As the pace wasn't an intense one in the first hour of racing, the escapees gained five minutes, an advantage which began to come down in the second half of the day. Despite the course being a flat one, Maxime attacked on more than one occasion, until he eventually dropped his breakaway companions, with around 15 kilometers remaining. In his second season with Etixx – Quick-Step, the 29-year-old Frenchman left it all on the road and made the sprinters' teams work hard in order to catch him, which they did in the last four kilometers.
Immediately, Etixx – Quick-Step came at the front, Tony Martin and Niki Terpstra doing some big pulls to stretch out the peloton and bring Julian Alaphilippe in a good position for the sprint, which was due to take place on some twisting and turning roads. Eight in the final turn, Julian powered in the final 200 meters, which were in a slight uphill, and finished behind Edvald Boasson Hagen (Dimension Data), throwing his bike over the line in an effort which netted him second place, ahead of some really fast men, like Nacer Bouhanni (Cofidis), Jens Debusschere (Lotto-Soudal) and Greg Van Avermaet (BMC).
Despite being part of the breakaway since the flag was dropped, Maxime still had enough in the tank to forge on from the other two escapees and stay away, motivated by the presence of his family and friends in Belley. One of the day's protagonists, after being at the front for more than 170 kilometers, the Frenchman was pleased with his solo effort and the way he played his card until the very end, even though he didn't get that much-desired victory.
"Today I really wanted to show myself and to do something nice, because we were arriving in the town where I was born and where I joined my first cycling club. I knew the roads and I was hoping for a bigger advantage in the last 20 kilometers, because the narrow and technical roads would have played into my favour. I gave everything, but unfortunately I missed those extra 30-40 seconds which would have helped me to make it. At the end, I did my best and I'm happy. With oozed confidence, I'm now ready to work for Dan and Julian in the next stages", said Maxime, by far the most aggressive rider on stage four.
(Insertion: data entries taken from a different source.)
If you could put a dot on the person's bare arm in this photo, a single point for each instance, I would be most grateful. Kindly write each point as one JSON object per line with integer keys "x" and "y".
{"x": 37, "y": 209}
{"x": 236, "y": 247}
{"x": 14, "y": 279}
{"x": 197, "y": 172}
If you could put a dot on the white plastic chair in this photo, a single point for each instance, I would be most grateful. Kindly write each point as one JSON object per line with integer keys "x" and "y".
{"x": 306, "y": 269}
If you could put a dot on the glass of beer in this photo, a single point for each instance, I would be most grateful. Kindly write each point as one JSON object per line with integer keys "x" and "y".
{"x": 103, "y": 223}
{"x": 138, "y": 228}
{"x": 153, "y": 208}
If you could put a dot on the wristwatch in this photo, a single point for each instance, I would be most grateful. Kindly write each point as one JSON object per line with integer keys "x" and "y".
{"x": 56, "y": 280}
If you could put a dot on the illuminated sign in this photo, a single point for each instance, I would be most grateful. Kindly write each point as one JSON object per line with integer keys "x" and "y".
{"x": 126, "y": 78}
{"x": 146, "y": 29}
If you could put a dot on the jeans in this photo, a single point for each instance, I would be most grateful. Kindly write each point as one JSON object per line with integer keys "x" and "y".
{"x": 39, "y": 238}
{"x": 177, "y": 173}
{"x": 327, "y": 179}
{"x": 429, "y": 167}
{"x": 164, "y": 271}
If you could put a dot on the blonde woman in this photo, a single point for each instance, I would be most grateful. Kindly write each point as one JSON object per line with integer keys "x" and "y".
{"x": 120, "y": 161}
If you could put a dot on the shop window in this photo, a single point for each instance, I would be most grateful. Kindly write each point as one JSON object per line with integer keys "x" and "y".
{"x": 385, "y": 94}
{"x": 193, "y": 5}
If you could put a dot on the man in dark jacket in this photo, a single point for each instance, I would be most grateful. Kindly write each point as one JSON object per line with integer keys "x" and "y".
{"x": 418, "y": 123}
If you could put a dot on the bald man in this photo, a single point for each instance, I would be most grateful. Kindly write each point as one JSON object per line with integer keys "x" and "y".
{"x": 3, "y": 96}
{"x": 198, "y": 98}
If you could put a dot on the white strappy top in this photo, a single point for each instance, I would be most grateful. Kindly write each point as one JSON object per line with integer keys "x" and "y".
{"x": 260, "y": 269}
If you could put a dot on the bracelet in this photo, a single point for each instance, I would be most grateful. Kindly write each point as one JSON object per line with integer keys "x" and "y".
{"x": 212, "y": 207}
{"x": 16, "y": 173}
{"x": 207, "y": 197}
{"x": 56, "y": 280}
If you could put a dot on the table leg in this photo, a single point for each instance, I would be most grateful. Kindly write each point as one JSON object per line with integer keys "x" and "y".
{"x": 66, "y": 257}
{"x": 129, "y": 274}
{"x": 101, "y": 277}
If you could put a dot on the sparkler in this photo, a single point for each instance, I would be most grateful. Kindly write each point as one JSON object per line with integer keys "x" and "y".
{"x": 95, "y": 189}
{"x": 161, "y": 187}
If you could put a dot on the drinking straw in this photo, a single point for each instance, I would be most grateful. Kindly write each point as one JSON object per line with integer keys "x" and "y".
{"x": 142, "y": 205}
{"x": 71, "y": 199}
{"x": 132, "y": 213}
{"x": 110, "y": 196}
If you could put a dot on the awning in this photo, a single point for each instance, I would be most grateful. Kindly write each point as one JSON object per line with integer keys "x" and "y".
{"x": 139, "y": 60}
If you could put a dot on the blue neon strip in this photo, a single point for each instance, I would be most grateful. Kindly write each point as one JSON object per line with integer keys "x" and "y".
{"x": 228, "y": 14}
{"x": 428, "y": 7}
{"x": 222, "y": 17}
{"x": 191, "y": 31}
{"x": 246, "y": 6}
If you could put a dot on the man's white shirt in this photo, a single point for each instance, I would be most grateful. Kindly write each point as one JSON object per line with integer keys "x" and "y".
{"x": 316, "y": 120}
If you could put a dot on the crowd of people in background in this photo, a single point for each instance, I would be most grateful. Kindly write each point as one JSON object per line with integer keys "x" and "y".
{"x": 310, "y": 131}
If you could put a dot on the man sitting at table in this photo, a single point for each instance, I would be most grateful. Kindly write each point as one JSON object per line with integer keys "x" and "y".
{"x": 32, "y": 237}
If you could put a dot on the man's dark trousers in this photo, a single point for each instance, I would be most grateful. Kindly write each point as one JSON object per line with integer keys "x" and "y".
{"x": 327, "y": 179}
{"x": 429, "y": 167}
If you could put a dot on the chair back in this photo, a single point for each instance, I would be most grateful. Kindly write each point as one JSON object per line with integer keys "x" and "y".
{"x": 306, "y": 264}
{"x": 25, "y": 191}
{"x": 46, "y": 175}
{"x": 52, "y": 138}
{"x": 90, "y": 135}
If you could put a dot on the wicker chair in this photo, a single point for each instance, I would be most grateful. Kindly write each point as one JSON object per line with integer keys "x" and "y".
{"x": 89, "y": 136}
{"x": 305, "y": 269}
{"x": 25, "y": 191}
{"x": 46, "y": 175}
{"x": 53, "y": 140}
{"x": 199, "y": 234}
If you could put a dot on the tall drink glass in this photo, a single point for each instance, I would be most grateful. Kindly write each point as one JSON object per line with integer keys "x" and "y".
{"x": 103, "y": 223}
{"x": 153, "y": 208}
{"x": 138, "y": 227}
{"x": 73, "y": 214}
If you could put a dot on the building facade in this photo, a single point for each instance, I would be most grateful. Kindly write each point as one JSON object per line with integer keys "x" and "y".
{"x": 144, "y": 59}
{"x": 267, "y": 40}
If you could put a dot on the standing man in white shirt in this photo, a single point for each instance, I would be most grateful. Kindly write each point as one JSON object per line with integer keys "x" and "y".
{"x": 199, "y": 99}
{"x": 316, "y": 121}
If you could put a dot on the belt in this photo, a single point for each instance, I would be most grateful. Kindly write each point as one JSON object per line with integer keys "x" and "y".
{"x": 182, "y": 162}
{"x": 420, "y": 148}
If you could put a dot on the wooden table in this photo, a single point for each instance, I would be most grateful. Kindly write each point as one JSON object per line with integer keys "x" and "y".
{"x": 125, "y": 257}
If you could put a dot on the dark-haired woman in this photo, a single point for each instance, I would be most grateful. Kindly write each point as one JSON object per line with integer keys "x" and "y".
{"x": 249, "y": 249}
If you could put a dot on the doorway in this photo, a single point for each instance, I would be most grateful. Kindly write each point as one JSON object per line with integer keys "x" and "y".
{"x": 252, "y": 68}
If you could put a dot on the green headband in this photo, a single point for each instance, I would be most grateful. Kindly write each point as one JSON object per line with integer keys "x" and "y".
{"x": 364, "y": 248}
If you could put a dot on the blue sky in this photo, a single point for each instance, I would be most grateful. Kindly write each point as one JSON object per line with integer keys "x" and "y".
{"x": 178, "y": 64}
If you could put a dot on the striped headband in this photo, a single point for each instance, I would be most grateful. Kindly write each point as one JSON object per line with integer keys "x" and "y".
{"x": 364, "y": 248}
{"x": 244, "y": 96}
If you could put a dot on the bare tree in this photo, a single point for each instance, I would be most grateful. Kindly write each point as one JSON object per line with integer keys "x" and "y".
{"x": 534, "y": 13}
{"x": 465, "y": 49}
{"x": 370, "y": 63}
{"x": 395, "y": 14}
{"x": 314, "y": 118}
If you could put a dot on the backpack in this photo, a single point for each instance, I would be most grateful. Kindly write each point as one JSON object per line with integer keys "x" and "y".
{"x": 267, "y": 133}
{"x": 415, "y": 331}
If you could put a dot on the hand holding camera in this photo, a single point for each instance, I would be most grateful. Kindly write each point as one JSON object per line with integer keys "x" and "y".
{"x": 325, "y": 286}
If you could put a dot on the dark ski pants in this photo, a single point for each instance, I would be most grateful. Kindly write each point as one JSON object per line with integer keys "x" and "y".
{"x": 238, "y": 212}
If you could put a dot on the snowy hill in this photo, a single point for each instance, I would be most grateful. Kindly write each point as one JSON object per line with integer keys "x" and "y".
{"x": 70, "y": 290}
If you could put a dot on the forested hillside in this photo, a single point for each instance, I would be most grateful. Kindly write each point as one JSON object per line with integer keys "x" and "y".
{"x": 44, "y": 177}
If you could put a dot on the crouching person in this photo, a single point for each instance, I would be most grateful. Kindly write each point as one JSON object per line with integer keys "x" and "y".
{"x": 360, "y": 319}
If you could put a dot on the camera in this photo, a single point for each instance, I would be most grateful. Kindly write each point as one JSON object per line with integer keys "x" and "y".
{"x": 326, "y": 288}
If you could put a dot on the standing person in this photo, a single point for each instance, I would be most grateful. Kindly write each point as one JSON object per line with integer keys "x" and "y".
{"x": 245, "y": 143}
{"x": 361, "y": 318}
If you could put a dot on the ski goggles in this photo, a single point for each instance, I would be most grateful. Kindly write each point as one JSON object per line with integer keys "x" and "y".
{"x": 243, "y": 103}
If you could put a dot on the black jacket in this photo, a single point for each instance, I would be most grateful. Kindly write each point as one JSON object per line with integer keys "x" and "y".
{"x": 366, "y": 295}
With the white jersey on his shoulders since Sunday's prologue, Julian Alaphilippe showed once again an unbelievable turn of speed, as he made his way through the bunch in the closing kilometer, before sprinting to second, one of his best results of the year in a World Tour race. Thanks to the bonus seconds and the fact that race leader Alberto Contador (Tinkoff) was held up by a crash, Alaphilippe took back some important time in the general classification, and he now lies in fourth, just nine seconds adrift: "I'm a little bit disappointed, because I was too far down when we entered in that last corner. I managed to come back, but it wasn't enough to really contest the win. Tomorrow, the real climbing starts at the Dauphiné and we are ready to fight and find out how far we can go."